In 2021, the U.S. music industry reached an all time high in revenue — $15 billion, according to numbers released by the Recording Industry Association of America (RIAA).

The number eclipses the $14.6 billion in revenue taken in 1999.

Technically, 2021’s $15b is worth less than 1999’s $14.6b when you account for inflation. But this is not a story about macro-economics, and frankly, I don’t see anyone in the music business complaining. The labels are awash in money, and the business appears completely recession-proof.

An interesting sliver of the 2021 revenue story, and we do mean sliver, is that sales of vinyl records crossed $1 billion – up 61% over 2020. Even CD sales were up slightly for the first time in years. Combined they were responsible for about 11% of the overall music business at $1,656,000,000.

Vinyl’s resurgence is remarkable. On death’s door, along with the shops that sold physical music, efforts such as Record Store Day literally re-built this cottage industry.

What’s more, vinyl could have done $2 billion in ’21 if it weren’t for a lack of manufacturing capacity.

It’s estimated that there is currently capacity to manufacture 160 million vinyl units – but the demand is estimated as high as 400 million.

What happened? The major labels is what happened.

Until very recently, vinyl was sort of this hobby-level “little engine that could.” Every year there was a little bit of growth, spurring news articles about how cute it was that vinyl was still around.

It stopped being cute at about $600 million in annual revenue. That’s when the major labels, which had long shuttered their manufacturing plants, starting thinking that perhaps they were leaving money on the table.

Demand, meet supply.

As the majors went back in, they did so using independent pressing plants. The knock on effect was that small labels and independent artists, who were sometimes pressing only hundreds of copies, were bumped down the priority list.

One of the issues is that, to press vinyl, you need a lacquer master and related pressing plates.
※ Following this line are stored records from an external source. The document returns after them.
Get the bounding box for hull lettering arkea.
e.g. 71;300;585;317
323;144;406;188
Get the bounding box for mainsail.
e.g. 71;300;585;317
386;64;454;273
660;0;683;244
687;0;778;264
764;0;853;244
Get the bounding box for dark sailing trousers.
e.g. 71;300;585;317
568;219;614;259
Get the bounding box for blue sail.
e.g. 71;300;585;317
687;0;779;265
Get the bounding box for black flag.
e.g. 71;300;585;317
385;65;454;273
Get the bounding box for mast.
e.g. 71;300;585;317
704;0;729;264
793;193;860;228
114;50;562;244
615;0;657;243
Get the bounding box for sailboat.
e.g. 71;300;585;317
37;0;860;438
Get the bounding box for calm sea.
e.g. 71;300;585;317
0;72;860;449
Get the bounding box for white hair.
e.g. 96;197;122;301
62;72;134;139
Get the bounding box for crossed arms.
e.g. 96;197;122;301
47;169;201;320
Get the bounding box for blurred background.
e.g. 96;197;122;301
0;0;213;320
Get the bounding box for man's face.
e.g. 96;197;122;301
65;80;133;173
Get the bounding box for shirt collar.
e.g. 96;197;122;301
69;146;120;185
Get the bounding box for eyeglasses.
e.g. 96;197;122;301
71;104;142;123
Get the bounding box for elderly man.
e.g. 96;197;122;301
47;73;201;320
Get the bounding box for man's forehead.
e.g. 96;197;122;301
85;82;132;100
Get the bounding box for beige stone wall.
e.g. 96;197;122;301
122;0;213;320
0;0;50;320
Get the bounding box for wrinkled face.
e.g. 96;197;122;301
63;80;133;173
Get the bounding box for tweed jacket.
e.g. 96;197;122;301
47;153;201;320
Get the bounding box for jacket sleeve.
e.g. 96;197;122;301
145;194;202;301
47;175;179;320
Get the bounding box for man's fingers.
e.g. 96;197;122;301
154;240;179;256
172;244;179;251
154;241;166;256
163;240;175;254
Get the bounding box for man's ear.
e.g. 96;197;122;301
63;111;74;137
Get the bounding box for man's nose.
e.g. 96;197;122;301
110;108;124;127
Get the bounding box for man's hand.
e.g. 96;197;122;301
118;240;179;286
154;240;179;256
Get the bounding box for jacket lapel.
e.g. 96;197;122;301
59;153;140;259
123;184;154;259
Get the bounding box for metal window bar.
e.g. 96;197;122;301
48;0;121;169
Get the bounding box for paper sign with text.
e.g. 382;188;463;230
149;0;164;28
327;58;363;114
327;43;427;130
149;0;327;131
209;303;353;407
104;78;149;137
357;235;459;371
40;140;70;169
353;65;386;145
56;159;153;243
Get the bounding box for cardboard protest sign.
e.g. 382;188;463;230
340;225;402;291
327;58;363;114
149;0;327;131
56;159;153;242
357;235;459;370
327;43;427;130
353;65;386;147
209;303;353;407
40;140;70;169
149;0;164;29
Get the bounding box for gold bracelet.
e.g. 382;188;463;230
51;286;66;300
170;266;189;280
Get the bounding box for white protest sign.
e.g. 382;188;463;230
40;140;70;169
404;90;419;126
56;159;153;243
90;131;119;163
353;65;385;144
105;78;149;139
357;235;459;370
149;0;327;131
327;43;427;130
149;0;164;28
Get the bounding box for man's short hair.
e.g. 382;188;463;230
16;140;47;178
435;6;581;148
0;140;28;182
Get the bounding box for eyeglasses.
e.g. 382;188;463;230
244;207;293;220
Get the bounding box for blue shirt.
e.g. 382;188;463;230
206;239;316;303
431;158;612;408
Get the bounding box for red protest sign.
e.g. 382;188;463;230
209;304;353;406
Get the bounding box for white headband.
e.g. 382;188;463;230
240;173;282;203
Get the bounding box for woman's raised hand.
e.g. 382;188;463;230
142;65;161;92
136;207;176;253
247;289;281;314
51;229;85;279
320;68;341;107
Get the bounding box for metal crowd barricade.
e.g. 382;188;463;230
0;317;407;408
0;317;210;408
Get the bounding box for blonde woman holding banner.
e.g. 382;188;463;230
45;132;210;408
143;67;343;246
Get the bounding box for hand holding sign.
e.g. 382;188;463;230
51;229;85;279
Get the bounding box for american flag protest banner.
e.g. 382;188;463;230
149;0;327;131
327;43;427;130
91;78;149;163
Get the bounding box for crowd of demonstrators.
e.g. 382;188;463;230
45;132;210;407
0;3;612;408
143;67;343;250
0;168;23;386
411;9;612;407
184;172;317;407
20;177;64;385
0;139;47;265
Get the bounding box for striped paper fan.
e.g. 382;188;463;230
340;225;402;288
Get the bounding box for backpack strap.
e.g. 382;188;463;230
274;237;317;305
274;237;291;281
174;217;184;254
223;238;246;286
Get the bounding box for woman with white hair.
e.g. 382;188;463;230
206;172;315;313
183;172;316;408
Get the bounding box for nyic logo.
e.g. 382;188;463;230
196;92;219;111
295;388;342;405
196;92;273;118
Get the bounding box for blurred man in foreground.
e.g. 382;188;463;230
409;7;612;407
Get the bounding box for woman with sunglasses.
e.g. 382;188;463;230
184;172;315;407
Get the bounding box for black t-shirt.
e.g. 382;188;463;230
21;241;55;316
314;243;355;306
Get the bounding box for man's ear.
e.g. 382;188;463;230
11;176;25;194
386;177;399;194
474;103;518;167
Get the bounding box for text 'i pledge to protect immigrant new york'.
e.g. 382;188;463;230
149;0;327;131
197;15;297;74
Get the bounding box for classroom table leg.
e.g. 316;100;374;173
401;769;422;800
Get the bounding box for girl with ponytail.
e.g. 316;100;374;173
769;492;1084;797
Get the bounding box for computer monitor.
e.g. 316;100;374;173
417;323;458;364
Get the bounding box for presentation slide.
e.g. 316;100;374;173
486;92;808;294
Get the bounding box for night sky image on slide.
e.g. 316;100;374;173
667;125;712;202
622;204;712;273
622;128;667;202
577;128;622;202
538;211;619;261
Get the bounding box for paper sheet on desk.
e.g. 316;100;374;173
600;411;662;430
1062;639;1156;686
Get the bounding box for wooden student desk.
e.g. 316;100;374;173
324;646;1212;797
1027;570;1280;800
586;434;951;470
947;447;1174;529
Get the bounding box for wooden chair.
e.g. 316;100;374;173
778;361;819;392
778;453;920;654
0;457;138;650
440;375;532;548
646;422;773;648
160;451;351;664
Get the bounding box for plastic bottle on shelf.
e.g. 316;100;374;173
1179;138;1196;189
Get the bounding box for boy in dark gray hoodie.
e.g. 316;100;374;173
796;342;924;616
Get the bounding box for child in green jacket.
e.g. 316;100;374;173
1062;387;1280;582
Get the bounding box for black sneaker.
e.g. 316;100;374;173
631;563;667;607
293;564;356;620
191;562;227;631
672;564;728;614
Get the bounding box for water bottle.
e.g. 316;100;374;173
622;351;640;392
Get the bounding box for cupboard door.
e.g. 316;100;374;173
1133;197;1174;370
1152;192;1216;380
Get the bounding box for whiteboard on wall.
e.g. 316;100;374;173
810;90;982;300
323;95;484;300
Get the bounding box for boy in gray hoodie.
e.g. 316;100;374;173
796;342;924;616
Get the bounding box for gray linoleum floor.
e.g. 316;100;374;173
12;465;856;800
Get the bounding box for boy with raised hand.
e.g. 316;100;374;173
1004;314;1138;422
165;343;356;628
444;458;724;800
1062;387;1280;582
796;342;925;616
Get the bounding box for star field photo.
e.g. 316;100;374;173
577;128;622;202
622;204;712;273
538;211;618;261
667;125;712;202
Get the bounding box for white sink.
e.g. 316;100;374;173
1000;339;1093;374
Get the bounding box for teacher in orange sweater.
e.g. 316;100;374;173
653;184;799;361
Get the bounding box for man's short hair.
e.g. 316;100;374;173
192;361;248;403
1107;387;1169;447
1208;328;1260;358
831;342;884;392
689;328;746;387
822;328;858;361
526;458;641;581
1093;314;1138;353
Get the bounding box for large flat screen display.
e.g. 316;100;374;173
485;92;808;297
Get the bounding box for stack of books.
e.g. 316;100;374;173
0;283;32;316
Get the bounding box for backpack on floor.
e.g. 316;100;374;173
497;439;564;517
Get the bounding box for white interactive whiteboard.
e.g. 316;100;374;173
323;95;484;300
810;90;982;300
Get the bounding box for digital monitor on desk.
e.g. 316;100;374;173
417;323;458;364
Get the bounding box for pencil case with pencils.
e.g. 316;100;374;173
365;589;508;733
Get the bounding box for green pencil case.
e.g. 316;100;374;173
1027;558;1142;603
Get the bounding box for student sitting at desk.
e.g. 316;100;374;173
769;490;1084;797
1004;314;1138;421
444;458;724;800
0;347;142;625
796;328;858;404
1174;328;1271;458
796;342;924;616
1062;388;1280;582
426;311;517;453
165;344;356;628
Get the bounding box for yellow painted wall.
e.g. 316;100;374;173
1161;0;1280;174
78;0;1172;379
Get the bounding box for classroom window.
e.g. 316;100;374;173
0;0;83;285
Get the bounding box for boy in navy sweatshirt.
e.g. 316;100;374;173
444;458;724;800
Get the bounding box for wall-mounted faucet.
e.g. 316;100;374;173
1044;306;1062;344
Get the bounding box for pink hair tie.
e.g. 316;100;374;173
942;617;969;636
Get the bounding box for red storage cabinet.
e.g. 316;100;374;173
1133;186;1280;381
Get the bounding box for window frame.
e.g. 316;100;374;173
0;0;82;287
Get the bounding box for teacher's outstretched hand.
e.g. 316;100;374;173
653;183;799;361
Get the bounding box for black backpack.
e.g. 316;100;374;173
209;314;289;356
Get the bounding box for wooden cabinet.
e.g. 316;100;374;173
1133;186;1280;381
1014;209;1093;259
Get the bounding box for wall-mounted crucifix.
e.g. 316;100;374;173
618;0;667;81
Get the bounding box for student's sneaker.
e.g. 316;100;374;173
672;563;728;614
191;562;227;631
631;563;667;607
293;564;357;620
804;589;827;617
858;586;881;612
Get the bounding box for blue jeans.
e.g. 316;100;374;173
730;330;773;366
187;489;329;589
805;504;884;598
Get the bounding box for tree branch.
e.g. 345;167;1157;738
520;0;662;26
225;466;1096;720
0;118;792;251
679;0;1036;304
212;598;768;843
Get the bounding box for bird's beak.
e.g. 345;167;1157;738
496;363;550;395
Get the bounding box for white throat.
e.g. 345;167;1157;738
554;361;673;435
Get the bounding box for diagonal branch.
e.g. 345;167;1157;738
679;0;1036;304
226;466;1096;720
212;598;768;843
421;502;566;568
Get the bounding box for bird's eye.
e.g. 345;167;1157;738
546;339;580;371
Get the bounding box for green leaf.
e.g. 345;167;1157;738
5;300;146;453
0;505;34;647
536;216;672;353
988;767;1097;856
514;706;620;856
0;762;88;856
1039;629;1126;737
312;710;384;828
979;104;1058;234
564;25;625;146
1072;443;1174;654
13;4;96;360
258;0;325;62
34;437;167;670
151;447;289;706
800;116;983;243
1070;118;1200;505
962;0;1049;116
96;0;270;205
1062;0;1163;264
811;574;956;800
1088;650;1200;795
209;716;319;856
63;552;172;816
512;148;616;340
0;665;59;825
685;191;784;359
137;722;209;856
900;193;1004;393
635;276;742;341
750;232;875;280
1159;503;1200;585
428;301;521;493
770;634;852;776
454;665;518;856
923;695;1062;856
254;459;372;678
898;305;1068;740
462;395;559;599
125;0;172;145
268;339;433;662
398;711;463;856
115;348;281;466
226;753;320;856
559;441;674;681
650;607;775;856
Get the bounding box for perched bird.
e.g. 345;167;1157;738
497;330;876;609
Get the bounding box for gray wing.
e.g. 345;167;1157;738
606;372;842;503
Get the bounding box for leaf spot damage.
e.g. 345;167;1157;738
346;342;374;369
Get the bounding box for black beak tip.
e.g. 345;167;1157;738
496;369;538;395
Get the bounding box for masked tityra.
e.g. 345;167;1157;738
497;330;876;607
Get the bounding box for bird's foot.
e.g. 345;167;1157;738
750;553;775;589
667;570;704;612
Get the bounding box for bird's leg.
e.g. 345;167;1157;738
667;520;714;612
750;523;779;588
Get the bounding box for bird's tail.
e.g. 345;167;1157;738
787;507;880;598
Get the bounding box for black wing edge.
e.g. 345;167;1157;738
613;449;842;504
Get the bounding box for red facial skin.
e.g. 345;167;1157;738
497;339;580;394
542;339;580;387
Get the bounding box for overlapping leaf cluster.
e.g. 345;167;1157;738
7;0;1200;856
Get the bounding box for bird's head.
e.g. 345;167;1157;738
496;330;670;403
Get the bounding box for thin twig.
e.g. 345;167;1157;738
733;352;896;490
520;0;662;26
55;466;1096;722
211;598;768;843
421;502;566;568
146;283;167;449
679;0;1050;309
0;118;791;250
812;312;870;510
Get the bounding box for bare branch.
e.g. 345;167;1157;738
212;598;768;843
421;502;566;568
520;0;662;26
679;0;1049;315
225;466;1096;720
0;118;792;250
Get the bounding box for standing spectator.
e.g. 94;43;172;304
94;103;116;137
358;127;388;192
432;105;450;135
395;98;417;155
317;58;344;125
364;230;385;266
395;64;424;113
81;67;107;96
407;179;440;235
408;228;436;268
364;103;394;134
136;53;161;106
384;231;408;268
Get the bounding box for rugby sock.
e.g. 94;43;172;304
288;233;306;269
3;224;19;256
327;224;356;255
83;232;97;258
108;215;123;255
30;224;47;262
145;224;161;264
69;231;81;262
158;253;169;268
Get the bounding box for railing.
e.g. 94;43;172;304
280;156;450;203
Creating these components is a time-consuming art, and it introduces an inefficiency when pressing small runs of product.

Thus, small labels and artists find themselves on wait lists that can be as long as ten months. That’s a real problem when roughly 40% of the music industry is independent. Physical product is a big part of the revenue pie for independent artists.

What to do? Build capacity.

Who should do it? If Jack White had his way, it would be the majors who abandoned their plants and are now muscling out the very artists who re-built this part of the industry. He even made a direct plea to the majors from his own Third Man Records pressing plant.